Nadine Vaujour was so determined to get her husband out of a Parisian prison, she took helicopter flight lessons just for the escape.

Her husband, Michel Vaujour, was serving a lengthy sentence for attempted murder and armed robbery. In May 1986, the Chicago Tribune reported, Michel Vaujour “forced his way onto the prison’s roof by wielding nectarines that were painted to look like grenades.”

His wife then picked him up in a helicopter and whisked him away to a football field, where they landed and drove away.

But their luck soon ran out.

Nadine Vaujour was discovered and arrested in southwestern France. Michel was later shot in the head during a failed bank robbery, but survived.

The frequent flier

Apparently, helicopter escapes are popular among French inmates. And Pascal Payet didn’t flee into the sky just once — he did it three times, according to the Aircraft Owners and Pilots Association.

Payet first escaped from a Luynes prison via helicopter in 2001.

Two years later, while still a fugitive, he helped inmates from the same prison escape by chopper.

He was eventually caught, but old habits die hard. In 2007, he escaped for a third time using a helicopter hijacked by four men.

Payet and his accomplices fled, and the pilot was not harmed. Eventually, Payet was recaptured in Spain.

The prisoner who got a custom-made tunnel

Mexico’s most notorious drug lord has made dramatic escapes from prison not once, but twice.

In 2001, Joaquin “El Chapo” Guzman escaped from a high-security prison in a laundry cart. It took authorities 13 years to catch him. And when they did, he didn’t stay long.

After only 17 months back in prison, Guzman — whose nickname means “Shorty” — stepped into a shower at a maximum-security prison, crawled through a hole and vanished through a mile-long tunnel apparently built just for him.

The tunnel through which the leader of the Sinaloa Cartel made his escape was not just some hole in the ground. It was complete with lighting, ventilation and even a modified motorcycle on tracks “that was likely used to remove dirt during the excavation and transport the tools for the dig,” Mexican National Security Commissioner Monte Alejandro Rubido said.

The tunnel began with a 20 x 20-inch (50 x 50-centimeter) opening inside the shower of Guzman’s cell, Rubido said.

That opening connected to a vertical passageway going more than 33 feet (10 meters) underground. The passageway, outfitted with a ladder, led to a tunnel that was about 5.6 feet (1.7 meters) tall and more than 28 inches (70 centimeters) wide.

The tunnel stretched for more than a mile and ended inside a half-built house.
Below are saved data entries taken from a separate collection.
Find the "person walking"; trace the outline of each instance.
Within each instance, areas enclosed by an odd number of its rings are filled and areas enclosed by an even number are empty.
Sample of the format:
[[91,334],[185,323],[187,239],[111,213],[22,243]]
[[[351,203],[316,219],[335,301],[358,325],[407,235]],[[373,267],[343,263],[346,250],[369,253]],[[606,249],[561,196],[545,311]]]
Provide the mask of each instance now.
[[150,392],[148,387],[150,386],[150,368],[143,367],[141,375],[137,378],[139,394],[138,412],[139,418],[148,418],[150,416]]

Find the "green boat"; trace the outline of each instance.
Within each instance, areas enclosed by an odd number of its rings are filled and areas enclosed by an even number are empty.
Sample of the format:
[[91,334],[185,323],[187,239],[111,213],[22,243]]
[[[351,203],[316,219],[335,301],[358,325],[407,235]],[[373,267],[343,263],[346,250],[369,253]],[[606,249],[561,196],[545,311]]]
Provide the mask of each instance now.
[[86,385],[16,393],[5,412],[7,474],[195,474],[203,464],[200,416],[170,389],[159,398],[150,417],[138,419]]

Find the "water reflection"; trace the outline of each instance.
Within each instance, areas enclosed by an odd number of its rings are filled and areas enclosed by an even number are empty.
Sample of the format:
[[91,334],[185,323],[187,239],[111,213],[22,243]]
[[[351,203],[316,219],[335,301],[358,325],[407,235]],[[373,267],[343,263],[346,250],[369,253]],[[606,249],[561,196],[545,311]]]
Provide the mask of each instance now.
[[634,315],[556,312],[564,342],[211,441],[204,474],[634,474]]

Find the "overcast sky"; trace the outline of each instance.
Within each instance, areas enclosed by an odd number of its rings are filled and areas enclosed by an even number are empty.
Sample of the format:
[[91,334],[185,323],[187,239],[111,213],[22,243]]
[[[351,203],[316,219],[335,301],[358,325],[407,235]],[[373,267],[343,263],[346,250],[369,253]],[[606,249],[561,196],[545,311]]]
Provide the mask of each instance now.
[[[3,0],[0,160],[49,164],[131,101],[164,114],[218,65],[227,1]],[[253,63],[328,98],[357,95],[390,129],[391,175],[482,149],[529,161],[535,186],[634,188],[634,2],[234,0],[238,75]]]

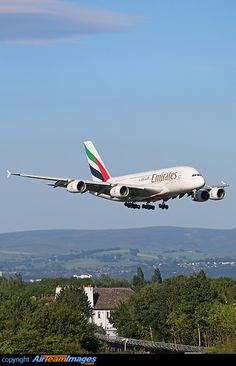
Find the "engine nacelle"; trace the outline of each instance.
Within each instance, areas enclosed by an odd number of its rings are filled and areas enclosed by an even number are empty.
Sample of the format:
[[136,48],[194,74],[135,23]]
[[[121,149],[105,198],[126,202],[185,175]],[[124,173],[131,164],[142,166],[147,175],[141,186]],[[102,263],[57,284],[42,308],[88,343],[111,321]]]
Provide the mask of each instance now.
[[225,198],[225,190],[223,188],[212,188],[210,190],[210,200],[218,201]]
[[205,202],[209,200],[210,194],[206,189],[199,189],[193,195],[193,200],[196,202]]
[[82,180],[74,180],[67,185],[67,191],[70,193],[83,193],[86,191],[86,184]]
[[129,194],[129,188],[126,186],[117,185],[110,190],[111,197],[123,198]]

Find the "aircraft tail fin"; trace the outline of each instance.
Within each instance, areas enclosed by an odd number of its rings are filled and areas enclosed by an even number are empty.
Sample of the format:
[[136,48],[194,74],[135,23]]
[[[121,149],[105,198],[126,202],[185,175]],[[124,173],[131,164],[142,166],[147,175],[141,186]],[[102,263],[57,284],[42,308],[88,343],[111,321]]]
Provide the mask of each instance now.
[[84,147],[93,181],[106,182],[111,178],[92,141],[84,141]]

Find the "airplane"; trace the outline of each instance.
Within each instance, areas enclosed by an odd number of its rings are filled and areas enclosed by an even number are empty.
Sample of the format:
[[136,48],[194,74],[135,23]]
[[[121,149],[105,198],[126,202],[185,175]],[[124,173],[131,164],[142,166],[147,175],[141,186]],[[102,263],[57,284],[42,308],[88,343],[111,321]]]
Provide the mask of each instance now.
[[63,187],[70,193],[88,192],[94,196],[111,201],[123,202],[127,208],[154,210],[154,204],[162,201],[159,208],[164,210],[169,206],[170,199],[184,196],[191,197],[195,202],[208,200],[218,201],[225,198],[225,187],[229,185],[207,186],[201,173],[189,166],[171,168],[112,177],[105,167],[92,141],[84,141],[85,152],[90,167],[92,181],[75,178],[55,178],[24,173],[11,175],[47,180],[53,188]]

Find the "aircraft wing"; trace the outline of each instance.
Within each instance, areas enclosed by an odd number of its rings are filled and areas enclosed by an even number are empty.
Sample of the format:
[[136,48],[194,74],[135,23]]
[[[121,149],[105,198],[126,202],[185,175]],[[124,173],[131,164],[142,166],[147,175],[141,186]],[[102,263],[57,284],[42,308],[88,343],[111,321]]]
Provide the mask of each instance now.
[[95,181],[83,181],[86,184],[86,191],[94,193],[96,195],[100,194],[110,194],[110,189],[112,185],[107,182],[95,182]]
[[129,189],[129,198],[131,200],[135,200],[136,197],[150,197],[155,194],[159,194],[162,192],[162,189],[153,189],[143,186],[135,186],[130,184],[120,184],[120,183],[108,183],[108,182],[93,182],[93,181],[84,181],[86,184],[86,190],[100,195],[100,194],[110,194],[110,189],[117,186],[117,185],[124,185]]
[[[75,178],[58,178],[58,177],[47,177],[43,175],[32,175],[32,174],[25,174],[25,173],[11,173],[9,170],[7,170],[7,177],[9,178],[11,175],[15,175],[18,177],[24,177],[24,178],[32,178],[32,179],[41,179],[41,180],[47,180],[54,183],[49,183],[49,186],[52,186],[54,188],[57,187],[63,187],[66,188],[67,185],[73,181],[75,181]],[[86,190],[93,192],[93,193],[107,193],[110,191],[111,184],[104,183],[104,182],[93,182],[93,181],[83,181],[86,184]]]
[[73,181],[72,178],[55,178],[55,177],[46,177],[42,175],[31,175],[31,174],[23,174],[23,173],[11,173],[9,170],[7,171],[7,177],[10,177],[11,175],[16,175],[18,177],[24,177],[24,178],[33,178],[33,179],[42,179],[42,180],[49,180],[52,182],[55,182],[53,184],[50,184],[53,187],[66,187],[68,183]]
[[[75,181],[75,178],[58,178],[58,177],[48,177],[48,176],[42,176],[42,175],[32,175],[32,174],[25,174],[25,173],[11,173],[9,170],[7,171],[7,177],[15,175],[18,177],[24,177],[24,178],[31,178],[31,179],[40,179],[40,180],[47,180],[51,181],[52,183],[49,183],[49,186],[52,186],[54,188],[57,187],[63,187],[66,188],[67,185],[73,181]],[[111,188],[117,186],[117,185],[125,185],[129,189],[129,198],[131,200],[135,200],[137,197],[142,197],[143,199],[151,197],[153,195],[158,195],[163,193],[162,188],[155,188],[148,187],[148,186],[135,186],[135,185],[129,185],[129,184],[121,184],[118,182],[99,182],[99,181],[86,181],[83,180],[83,183],[86,185],[86,191],[91,192],[96,195],[110,195]],[[164,192],[166,193],[166,192]]]
[[212,188],[225,188],[225,187],[229,187],[229,184],[223,182],[222,180],[221,184],[205,185],[203,189],[211,190]]
[[163,188],[156,188],[153,189],[153,187],[139,187],[139,186],[128,186],[130,195],[132,199],[135,199],[135,197],[143,197],[148,198],[152,197],[154,195],[162,194]]

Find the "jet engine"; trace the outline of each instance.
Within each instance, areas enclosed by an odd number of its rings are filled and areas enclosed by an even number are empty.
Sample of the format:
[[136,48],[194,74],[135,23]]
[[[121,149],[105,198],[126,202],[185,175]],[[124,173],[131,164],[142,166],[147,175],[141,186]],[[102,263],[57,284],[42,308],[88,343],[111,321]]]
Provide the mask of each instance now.
[[86,184],[82,180],[74,180],[67,185],[67,191],[70,193],[83,193],[86,191]]
[[209,200],[210,194],[206,189],[199,189],[193,195],[193,200],[196,202],[205,202]]
[[225,197],[225,190],[223,188],[213,187],[210,190],[210,200],[218,201],[223,200]]
[[110,190],[111,197],[123,198],[129,194],[129,188],[126,186],[117,185]]

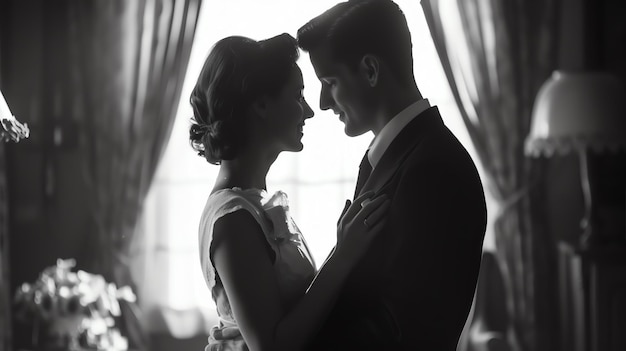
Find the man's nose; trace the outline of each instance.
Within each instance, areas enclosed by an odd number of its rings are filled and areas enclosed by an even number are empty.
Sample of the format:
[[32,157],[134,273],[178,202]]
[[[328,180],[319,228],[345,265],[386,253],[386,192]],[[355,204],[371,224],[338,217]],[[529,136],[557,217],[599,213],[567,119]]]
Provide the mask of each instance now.
[[333,97],[330,94],[330,91],[328,91],[328,89],[323,84],[322,89],[320,90],[320,109],[328,110],[332,108],[334,104],[335,104],[335,101],[333,100]]

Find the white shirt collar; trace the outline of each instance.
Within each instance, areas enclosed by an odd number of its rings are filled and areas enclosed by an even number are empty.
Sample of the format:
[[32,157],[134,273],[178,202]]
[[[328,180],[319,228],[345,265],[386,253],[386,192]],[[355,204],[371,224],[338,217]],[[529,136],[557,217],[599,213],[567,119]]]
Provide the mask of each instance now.
[[380,161],[389,145],[391,145],[391,142],[400,134],[402,129],[404,129],[413,118],[426,111],[429,107],[430,103],[428,99],[417,100],[387,122],[380,133],[372,140],[369,147],[367,158],[372,165],[372,169],[376,167],[378,161]]

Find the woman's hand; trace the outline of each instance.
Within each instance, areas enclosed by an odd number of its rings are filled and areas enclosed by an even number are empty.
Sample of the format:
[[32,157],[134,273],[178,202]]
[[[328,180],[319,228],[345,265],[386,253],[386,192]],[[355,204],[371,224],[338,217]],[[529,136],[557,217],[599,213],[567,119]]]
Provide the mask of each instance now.
[[354,261],[367,250],[372,239],[382,231],[387,220],[389,198],[381,195],[372,199],[372,191],[361,194],[350,203],[346,201],[337,223],[337,250],[347,251]]

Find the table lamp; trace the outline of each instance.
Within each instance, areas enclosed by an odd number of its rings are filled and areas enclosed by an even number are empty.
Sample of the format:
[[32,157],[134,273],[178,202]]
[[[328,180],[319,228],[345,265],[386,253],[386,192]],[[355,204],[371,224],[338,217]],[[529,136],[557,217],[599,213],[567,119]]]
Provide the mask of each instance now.
[[531,157],[578,153],[583,248],[598,239],[593,229],[588,153],[620,150],[626,150],[626,89],[622,82],[603,72],[553,72],[537,94],[525,153]]

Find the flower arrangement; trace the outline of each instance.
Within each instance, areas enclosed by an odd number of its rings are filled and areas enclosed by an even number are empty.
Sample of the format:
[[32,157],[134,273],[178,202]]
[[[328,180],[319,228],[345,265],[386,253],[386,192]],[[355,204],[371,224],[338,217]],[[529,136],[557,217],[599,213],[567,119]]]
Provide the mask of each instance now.
[[74,259],[58,259],[33,284],[24,283],[15,294],[17,316],[33,325],[34,344],[39,330],[52,347],[127,350],[128,341],[115,327],[121,315],[119,300],[134,302],[130,287],[117,288],[101,275],[79,270]]
[[19,142],[30,135],[28,124],[20,123],[9,109],[9,105],[0,91],[0,140]]
[[4,142],[12,140],[17,143],[30,136],[28,124],[22,124],[15,116],[0,118],[0,125],[2,126],[0,128],[0,140]]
After a lengthy interview with American actor Sean Penn and text messages with Mexican actress Kate del Castillo, Guzman was captured.

The escape using hacksaw blades in hamburger meat

In 2015, convicted killers David Sweat and Richard Matt did what no one else had done in the 170-year history of New York state’s largest prison: escape from its maximum security walls.

To do so, they cut through a steel wall, carved into a large pipe and worked their way through a maze of tunnels before finally popping out of a manhole in Dannemora, New York.

How did they get the tools to break free? Joyce Mitchell, a prison tailor, has admitted to smuggling hacksaw blades by hiding them in frozen hamburger meat, a law enforcement official said.

But their luck quickly ran out. First, the driver who was expected to pick them up from the manhole cover never showed up. And after more than a week on the run, both were shot by law enforcement officers. Matt died, and Sweat was wounded and captured.

The man who wiggled out of a food slot

Choi Gab-bok had a lot of time to kill during his 23 years behind bars. So the convicted robber got really good at yoga — a skill that helped him slip away from a police station jail in Daegu, South Korea.

One night in 2012, Choi waited for officers to fall asleep before squeezing out of his cell door’s rectangular food slot, the Korean Yonhap News Agency said.

To put things in perspective, Choi was about 5 feet, 5 inches tall and weighed 115 pounds. The food tray slot was about 18 inches wide and 6 inches tall.

Choi rubbed an ointment on his skin to help glide between the bars. It worked, and he wiggled his way to freedom.

But six days later, Choi was caught — and put in a cell with a much smaller food slot.